2031-2036: Perhaps add a statement to clarify that human-induced warming is the dominant contributor to total warming here?
Section 7: I am curious how these results compare with our dataset "National contributions to climate change due to historical emissions of carbon dioxide, methane, and nitrous oxide since 1850” (paper: https://www.nature.com/articles/s41597-023-02041-1; latest data: https://zenodo.org/records/10839859). In that dataset, we apply IPCC-recommended TCRE and GWP(*) constants to estimate national contributions to climate change (as well as the global total). Our input emissions data sources are similar to those used here (but NB our work included CO2, CH4, and N2O only). Can a comparison be made or is this challenging, e.g. due to incomplete overage of the forcers in our paper? Please don’t feel obliged to do exhaustive work on this unless you think the comparison of your numbers with estimates based on “Emissions*GWP*TCRE” is useful in some way. (I am happy to remain curious.)
Figure 9: Is Berkeley Earth diverging from ERA5 after ~2015? If so, an explanation of possible reasons might be worthwhile.
2832-2835: The special note on HadEX seems a little out of place given the huge number of datasets that are adopted into this paper.
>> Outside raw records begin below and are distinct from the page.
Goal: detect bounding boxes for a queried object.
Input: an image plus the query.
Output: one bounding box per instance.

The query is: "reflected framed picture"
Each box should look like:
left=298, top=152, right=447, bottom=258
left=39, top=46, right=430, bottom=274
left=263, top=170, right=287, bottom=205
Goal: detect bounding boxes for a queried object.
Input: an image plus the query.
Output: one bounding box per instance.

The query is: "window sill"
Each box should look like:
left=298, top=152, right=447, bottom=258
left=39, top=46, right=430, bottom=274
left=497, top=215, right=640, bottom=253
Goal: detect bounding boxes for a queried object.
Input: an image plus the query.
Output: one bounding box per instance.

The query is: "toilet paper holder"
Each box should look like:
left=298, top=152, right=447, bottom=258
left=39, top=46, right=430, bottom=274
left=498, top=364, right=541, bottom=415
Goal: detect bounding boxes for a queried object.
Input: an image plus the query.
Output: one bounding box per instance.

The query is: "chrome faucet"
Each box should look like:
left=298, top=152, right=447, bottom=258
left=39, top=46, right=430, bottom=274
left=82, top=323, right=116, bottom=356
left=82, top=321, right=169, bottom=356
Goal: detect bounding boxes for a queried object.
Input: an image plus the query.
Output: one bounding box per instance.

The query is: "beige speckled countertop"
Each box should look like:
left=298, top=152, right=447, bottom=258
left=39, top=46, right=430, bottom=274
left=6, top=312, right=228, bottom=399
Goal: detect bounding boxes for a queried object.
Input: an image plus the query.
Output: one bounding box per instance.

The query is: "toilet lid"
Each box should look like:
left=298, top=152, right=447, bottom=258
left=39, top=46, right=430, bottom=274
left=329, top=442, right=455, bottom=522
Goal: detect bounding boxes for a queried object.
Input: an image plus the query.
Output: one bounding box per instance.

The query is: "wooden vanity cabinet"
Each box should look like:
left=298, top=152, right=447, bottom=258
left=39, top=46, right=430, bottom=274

Perhaps this should go in the acknowledgements or some other appropriate section? Or perhaps the data usage / licensing statements of lots of other datasets should also be given.
Table 10: Cell in row “Greenhouse gas emissions”, column “Methodological since AR6”. My reading of the methods section was that GCB-FFI values had also replaced EDGAR values. Flagging this in case a clarification is needed.
Table 10 is a really great summary of everything new in this report, with nice level of accessible detail, complementing a very comprehensive report.